La orden resonó con la autoridad absoluta de quien no admite vacilación.
El salón se detuvo.
La orquesta enmudeció a mitad de compás.
Las parejas congelaron sus movimientos.
Y el único sonido… fue el silencio. Un silencio pesado. Total. Cortante.
Como si todo Londres contuviese el aliento.
Gabriel se detuvo.
Lilian se detuvo.
Y por un breve instante, el mundo pareció suspendido entre todo lo que había sido… y todo lo que estaba por suceder.
La mirada del Rey descendió — serena, letal — hacia Whitaker.
— Me parece, Lord Whitaker... — dijo el monarca, su voz sonando casi tranquila — ... que esta noche es, en efecto, una noche de verdades.
Se hizo un nuevo silencio.
— Lord Sinclair. ¿Hay algo que deseáis decirme?
Un profundo silencio se abatió sobre la sala.
Gabriel lanzó una mirada breve a Lilian y luego avanzó.
— En efecto, Majestad — respondió, con una leve reverencia.
Whitaker cruzó los brazos, una sonrisa fría y desdeñosa formándose en sus labios.
— Estoy ansioso por escuchar la explicación que tendrá para su conducta de los últimos meses.
Gabriel no lo miró. Mantuvo su atención en el Rey.
— Mi conducta, Majestad, fue necesaria.
El murmullo en el salón se intensificó. La atención de todos convergió hacia el centro.
— Entonces, esclarecednos.
Gabriel hizo una señal a un criado, que rápidamente le entregó un sobre sellado. Con pasos decididos, se acercó al monarca y le ofreció los documentos.
— Aquí tenéis el verdadero rostro de Lord Whitaker.
Whitaker permaneció impasible, pero un destello de alerta cruzó su mirada.

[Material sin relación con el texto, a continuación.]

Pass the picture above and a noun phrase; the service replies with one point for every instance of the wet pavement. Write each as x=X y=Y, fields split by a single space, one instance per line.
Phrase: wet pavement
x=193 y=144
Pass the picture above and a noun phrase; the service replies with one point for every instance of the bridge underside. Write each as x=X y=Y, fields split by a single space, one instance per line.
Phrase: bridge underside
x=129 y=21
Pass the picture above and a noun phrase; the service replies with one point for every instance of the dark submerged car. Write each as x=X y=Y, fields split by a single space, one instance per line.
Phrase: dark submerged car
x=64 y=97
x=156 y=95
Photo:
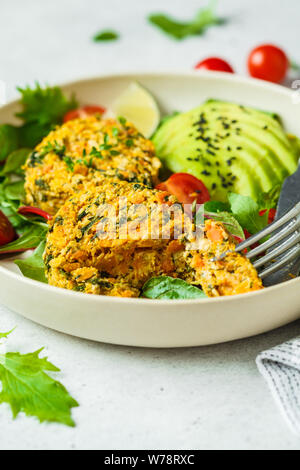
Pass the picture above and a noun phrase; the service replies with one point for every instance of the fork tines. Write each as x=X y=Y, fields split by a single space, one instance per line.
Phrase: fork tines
x=281 y=248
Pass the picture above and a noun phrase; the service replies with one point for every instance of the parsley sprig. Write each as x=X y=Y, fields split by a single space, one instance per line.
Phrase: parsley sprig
x=205 y=18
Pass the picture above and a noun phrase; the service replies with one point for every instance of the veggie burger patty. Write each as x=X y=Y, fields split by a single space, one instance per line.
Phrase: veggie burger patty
x=83 y=150
x=86 y=250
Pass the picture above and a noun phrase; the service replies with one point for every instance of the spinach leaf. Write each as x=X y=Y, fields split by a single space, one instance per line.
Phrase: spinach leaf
x=14 y=190
x=165 y=287
x=33 y=266
x=246 y=211
x=9 y=140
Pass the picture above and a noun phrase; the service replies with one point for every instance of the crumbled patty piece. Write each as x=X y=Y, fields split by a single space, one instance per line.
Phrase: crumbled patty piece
x=84 y=150
x=87 y=249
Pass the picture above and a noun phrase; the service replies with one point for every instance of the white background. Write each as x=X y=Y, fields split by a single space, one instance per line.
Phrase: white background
x=205 y=398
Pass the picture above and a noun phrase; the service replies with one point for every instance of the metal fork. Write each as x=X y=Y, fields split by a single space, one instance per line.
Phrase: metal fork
x=281 y=249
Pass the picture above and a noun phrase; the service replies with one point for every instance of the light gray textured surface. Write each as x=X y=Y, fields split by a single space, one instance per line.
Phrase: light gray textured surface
x=206 y=398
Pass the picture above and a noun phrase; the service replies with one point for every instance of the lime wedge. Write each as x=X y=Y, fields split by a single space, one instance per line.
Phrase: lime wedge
x=138 y=106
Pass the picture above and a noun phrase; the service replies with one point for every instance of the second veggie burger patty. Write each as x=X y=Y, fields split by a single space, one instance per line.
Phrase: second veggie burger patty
x=100 y=243
x=84 y=150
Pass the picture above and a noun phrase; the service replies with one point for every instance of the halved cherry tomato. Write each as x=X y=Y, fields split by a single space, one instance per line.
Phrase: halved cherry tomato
x=186 y=188
x=214 y=63
x=268 y=62
x=29 y=210
x=83 y=112
x=7 y=232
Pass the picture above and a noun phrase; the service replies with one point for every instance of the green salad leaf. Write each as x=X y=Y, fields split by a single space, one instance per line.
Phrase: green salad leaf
x=246 y=211
x=216 y=206
x=205 y=18
x=15 y=161
x=165 y=287
x=33 y=266
x=27 y=388
x=9 y=140
x=106 y=35
x=31 y=238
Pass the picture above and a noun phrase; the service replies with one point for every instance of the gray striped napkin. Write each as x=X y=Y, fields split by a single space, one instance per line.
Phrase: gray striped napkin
x=280 y=366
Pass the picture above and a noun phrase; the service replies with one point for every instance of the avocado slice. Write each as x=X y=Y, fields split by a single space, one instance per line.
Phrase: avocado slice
x=229 y=147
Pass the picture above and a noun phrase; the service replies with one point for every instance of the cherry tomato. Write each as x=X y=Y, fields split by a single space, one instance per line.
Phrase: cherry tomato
x=186 y=188
x=214 y=63
x=29 y=210
x=83 y=112
x=7 y=232
x=268 y=62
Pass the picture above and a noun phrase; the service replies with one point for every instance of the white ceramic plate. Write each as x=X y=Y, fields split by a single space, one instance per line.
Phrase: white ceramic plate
x=176 y=323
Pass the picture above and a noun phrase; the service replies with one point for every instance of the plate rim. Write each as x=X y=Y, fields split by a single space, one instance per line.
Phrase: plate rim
x=134 y=74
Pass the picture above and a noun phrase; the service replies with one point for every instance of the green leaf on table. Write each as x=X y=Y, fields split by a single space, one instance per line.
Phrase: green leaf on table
x=42 y=110
x=205 y=18
x=246 y=211
x=9 y=140
x=15 y=161
x=5 y=335
x=27 y=388
x=33 y=266
x=31 y=238
x=165 y=287
x=106 y=35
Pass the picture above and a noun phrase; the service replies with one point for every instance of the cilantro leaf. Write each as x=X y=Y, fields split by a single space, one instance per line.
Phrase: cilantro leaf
x=205 y=18
x=246 y=211
x=43 y=108
x=165 y=287
x=106 y=35
x=33 y=266
x=27 y=388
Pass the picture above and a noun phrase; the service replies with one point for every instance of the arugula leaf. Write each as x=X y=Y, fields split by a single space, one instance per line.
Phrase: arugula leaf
x=165 y=287
x=15 y=161
x=27 y=388
x=205 y=18
x=106 y=35
x=33 y=266
x=269 y=200
x=9 y=140
x=246 y=211
x=229 y=221
x=31 y=238
x=43 y=108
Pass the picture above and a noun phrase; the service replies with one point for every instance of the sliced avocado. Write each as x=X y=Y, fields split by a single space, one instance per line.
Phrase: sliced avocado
x=229 y=147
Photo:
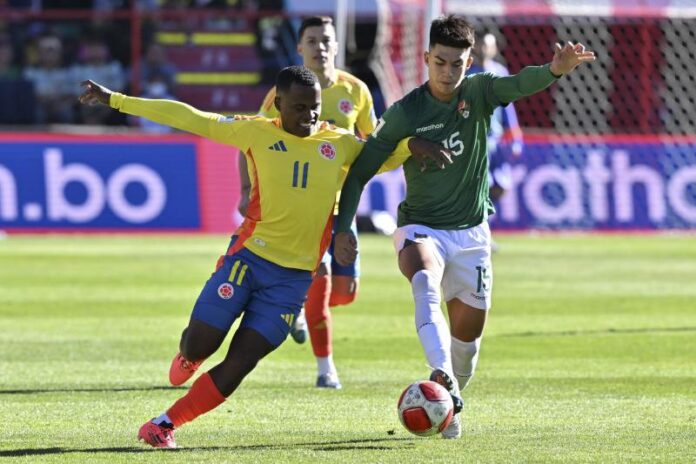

El Rey rompió el sello y desplegó los papeles, examinándolos en silencio. Su expresión, antes neutra, se volvió sombría a medida que leía. Cuando finalmente alzó la mirada, su voz sonó como una sentencia:
— Lord Whitaker, debo preguntaros si deseáis responder a las acusaciones que aquí se presentan.
Una tensión visible recorrió el cuerpo de Whitaker.
— ¿Acusaciones? — Su voz seguía calma, pero con una rigidez helada.
El Rey colocó los documentos sobre la mesa a su lado.
— Deudas acumuladas, fraude, extorsión… y lo más grave: trata de personas y suministro de información estratégica sobre rutas comerciales británicas. Traición a la Corona.
El salón explotó en murmullos de incredulidad y escándalo.
Whitaker mantuvo la máscara de calma, pero retrocedió un paso, sus ojos buscando una salida.
— Majestad, estas acusaciones son absurdas. Invenciones de un hombre que solo desea arrebatarme lo que es mío. — Hizo un gesto hacia los presentes. — Lord Sinclair me envidia. Envidia mi posición, mi compromiso con Lady Lilian. No hay una sola prueba real en esos documentos.